One of the things that gives 1980’s number ones a queer, lopsided aspect is the way there’s not much of a middleground between hits which emerged more or less direct from youth subcultures and those shepherded into popularity by the likes of Noel Edmonds. In particular the pre-teen and tween market seems pretty dead at this point. This void would soon be filled with sound and light and ribbons and stripey noses but meanwhile pop was the stamping ground of young adults and not-so-young ones, a world in which hormone rushes had been replaced by messily consequential relationships.

The curious child – a seven-year-old like me – might have found this grown-up pop scary, mysterious and compelling. But (and this is what I did in fact do) they might also opt out entirely. My parents weren’t interested, and any influence I had over the TV ended with the closing Blue Peter theme. In Autumn 1980 I changed schools, and started getting more homework, so bedtime was rolled back: this is where I start remembering news stories (Mount St Helens, the Moscow Olympics), and could watch Top Of The Pops regularly. Not because I wanted to, just because it was there. If I’d grown up now, in a multi-channel world where I could have watched cartoons and sci-fi shows and dinosaur documentaries all afternoon, I might never have cared much about pop at all.

Kelly Marie falls just before this cut-off point, so what has this got to do with her? Just that there actually was still a version of pop made available to kids, a kind of light ent junior centered around Swap Shop and TISWAS on a Saturday morning. The watchword here wasn’t kid appeal but cheapness – low cost alternatives to chart staples with presumably low booking fees: Budgens singer-songwriters and Woolworths disco. This half-remembered take on pop culture isn’t much represented on Popular, unsurprisingly given that the major star was the omnipresent and quite useless B.A. Robertson. But Kelly Marie was totally part of it, of pop as I actually experienced it in 1980 – which perhaps explains why I’m fond of what is by any reasonable standard a shoddy bit of work.
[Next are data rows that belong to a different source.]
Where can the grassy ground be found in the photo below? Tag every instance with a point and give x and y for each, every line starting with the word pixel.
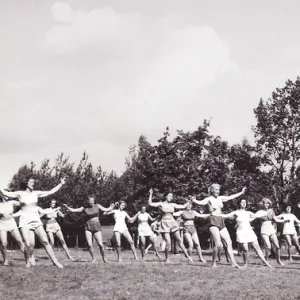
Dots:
pixel 150 279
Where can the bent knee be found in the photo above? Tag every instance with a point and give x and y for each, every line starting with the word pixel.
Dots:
pixel 45 242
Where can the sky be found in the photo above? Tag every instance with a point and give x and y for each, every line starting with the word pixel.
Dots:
pixel 93 75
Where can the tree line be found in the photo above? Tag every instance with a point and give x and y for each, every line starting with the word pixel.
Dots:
pixel 189 162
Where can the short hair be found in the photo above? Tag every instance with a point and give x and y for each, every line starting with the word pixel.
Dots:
pixel 23 185
pixel 286 205
pixel 212 186
pixel 239 202
pixel 263 200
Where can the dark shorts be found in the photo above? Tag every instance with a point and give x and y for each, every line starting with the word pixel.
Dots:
pixel 191 229
pixel 217 221
pixel 93 227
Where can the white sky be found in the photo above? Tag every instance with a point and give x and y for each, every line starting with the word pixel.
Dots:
pixel 93 75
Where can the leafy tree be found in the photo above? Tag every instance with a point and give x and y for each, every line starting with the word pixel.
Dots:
pixel 277 134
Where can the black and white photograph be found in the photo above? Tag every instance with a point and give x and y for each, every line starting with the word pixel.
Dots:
pixel 149 149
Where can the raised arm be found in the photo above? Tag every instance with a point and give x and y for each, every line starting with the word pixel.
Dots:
pixel 182 206
pixel 157 204
pixel 279 219
pixel 14 203
pixel 296 219
pixel 80 209
pixel 177 214
pixel 203 216
pixel 229 216
pixel 10 195
pixel 110 212
pixel 60 214
pixel 151 218
pixel 200 202
pixel 231 197
pixel 42 194
pixel 111 207
pixel 46 211
pixel 131 220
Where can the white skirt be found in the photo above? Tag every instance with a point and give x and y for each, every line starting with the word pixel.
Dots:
pixel 30 220
pixel 267 229
pixel 245 235
pixel 145 229
pixel 120 227
pixel 289 229
pixel 8 225
pixel 52 227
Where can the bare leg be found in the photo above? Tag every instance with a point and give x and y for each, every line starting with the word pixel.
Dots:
pixel 51 238
pixel 17 236
pixel 215 234
pixel 289 245
pixel 128 237
pixel 40 232
pixel 142 245
pixel 32 242
pixel 274 240
pixel 258 251
pixel 99 240
pixel 180 242
pixel 197 245
pixel 89 240
pixel 267 244
pixel 296 242
pixel 118 244
pixel 60 237
pixel 226 237
pixel 189 240
pixel 3 240
pixel 153 240
pixel 245 253
pixel 28 246
pixel 166 237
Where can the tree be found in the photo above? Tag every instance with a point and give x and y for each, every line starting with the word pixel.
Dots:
pixel 277 135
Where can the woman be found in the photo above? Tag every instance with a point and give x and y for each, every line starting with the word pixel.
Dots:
pixel 30 223
pixel 145 231
pixel 92 225
pixel 289 231
pixel 168 224
pixel 120 228
pixel 8 224
pixel 244 232
pixel 189 230
pixel 217 228
pixel 267 230
pixel 53 228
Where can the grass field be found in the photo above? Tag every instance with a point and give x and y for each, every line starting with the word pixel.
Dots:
pixel 146 280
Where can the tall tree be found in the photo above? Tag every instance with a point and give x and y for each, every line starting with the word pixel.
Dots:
pixel 277 135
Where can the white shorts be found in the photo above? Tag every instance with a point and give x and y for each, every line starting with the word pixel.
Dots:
pixel 30 220
pixel 120 227
pixel 267 229
pixel 8 225
pixel 145 230
pixel 245 236
pixel 289 229
pixel 54 227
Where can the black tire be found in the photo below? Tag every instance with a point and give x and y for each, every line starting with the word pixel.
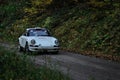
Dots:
pixel 20 48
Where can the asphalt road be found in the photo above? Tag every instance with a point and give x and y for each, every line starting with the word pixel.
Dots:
pixel 79 67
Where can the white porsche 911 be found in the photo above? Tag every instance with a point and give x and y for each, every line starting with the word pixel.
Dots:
pixel 38 39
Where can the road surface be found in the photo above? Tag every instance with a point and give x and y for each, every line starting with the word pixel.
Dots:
pixel 79 67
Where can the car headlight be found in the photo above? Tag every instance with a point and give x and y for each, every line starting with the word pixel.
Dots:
pixel 57 42
pixel 33 41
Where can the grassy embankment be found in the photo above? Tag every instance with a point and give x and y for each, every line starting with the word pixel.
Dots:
pixel 80 28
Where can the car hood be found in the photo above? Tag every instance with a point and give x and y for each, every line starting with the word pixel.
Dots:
pixel 44 40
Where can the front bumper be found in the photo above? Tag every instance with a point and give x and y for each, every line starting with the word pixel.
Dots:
pixel 44 48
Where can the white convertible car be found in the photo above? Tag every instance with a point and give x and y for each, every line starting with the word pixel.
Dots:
pixel 38 39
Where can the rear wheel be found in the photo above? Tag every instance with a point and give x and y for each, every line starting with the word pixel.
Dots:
pixel 55 52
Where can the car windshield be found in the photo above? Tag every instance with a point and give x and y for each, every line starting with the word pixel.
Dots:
pixel 38 32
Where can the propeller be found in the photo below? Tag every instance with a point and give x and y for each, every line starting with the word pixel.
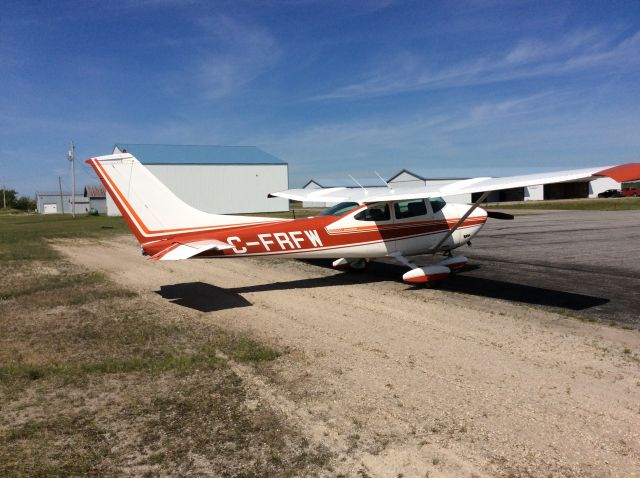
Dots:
pixel 499 215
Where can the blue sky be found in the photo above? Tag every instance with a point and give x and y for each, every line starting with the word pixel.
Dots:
pixel 451 88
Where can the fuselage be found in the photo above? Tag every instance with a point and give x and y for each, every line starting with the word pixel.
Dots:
pixel 363 231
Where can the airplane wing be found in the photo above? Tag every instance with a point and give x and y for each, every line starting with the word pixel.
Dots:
pixel 620 173
pixel 184 250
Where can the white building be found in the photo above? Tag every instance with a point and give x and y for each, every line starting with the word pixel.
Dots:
pixel 56 202
pixel 214 179
pixel 407 178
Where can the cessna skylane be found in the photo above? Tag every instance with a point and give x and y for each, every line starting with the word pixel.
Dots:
pixel 364 224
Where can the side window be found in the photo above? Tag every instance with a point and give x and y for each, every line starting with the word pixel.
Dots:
pixel 437 204
pixel 374 212
pixel 411 208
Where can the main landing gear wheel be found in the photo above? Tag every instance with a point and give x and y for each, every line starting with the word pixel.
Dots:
pixel 429 275
pixel 355 265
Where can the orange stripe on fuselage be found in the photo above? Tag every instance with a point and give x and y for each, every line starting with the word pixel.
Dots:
pixel 248 241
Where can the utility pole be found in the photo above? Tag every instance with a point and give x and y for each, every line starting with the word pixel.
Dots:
pixel 72 158
pixel 61 200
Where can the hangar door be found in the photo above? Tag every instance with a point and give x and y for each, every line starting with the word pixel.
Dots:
pixel 50 209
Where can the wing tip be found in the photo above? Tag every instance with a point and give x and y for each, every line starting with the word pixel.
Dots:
pixel 622 172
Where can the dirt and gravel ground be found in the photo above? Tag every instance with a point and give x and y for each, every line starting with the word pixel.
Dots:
pixel 398 381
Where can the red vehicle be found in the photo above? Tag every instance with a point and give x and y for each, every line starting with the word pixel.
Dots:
pixel 631 189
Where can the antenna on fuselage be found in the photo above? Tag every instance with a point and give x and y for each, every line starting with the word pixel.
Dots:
pixel 355 181
pixel 385 183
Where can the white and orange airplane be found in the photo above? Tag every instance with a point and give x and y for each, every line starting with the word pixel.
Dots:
pixel 365 224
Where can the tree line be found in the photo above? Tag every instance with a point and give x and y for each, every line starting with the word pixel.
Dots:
pixel 24 203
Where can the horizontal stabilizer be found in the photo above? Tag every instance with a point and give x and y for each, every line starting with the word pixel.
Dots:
pixel 184 250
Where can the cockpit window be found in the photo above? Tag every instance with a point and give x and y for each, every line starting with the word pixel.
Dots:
pixel 339 209
pixel 437 204
pixel 411 208
pixel 374 212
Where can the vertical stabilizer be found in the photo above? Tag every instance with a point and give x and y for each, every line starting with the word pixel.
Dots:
pixel 150 208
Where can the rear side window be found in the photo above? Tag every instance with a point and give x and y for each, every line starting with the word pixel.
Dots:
pixel 339 209
pixel 411 208
pixel 437 204
pixel 375 212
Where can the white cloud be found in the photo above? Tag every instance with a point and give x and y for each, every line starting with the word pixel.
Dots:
pixel 235 54
pixel 528 59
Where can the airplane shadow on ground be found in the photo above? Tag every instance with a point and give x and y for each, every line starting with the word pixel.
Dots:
pixel 209 298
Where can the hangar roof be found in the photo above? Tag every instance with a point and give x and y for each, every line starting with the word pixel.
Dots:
pixel 197 154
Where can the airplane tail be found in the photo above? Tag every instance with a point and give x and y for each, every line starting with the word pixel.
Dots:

“Feels Like” is a grotty, grubby, British version of disco, the syndrum hits from “Ring My Bell” relocated to the Maplins Hawaiian Ballroom, busybodying you onto the dancefloor. If the fantasy of disco – decadent, sexual, aspirational – has a Playboy style appeal, Kelly Marie was more readers’ wivesy. That’s not really because of her mildly saucy performances, it’s more to do with her vowelly vocal line – “fee-uhls like ah’m in lu-huv!” (DOO DOO). It gives the record an enthusiastically amateurish air, like it’s a karaoke version of itself. For listeners with a stake in club music, Kelly was no doubt a horror show, but in a year low on bubblegum I find it hard to judge too harshly.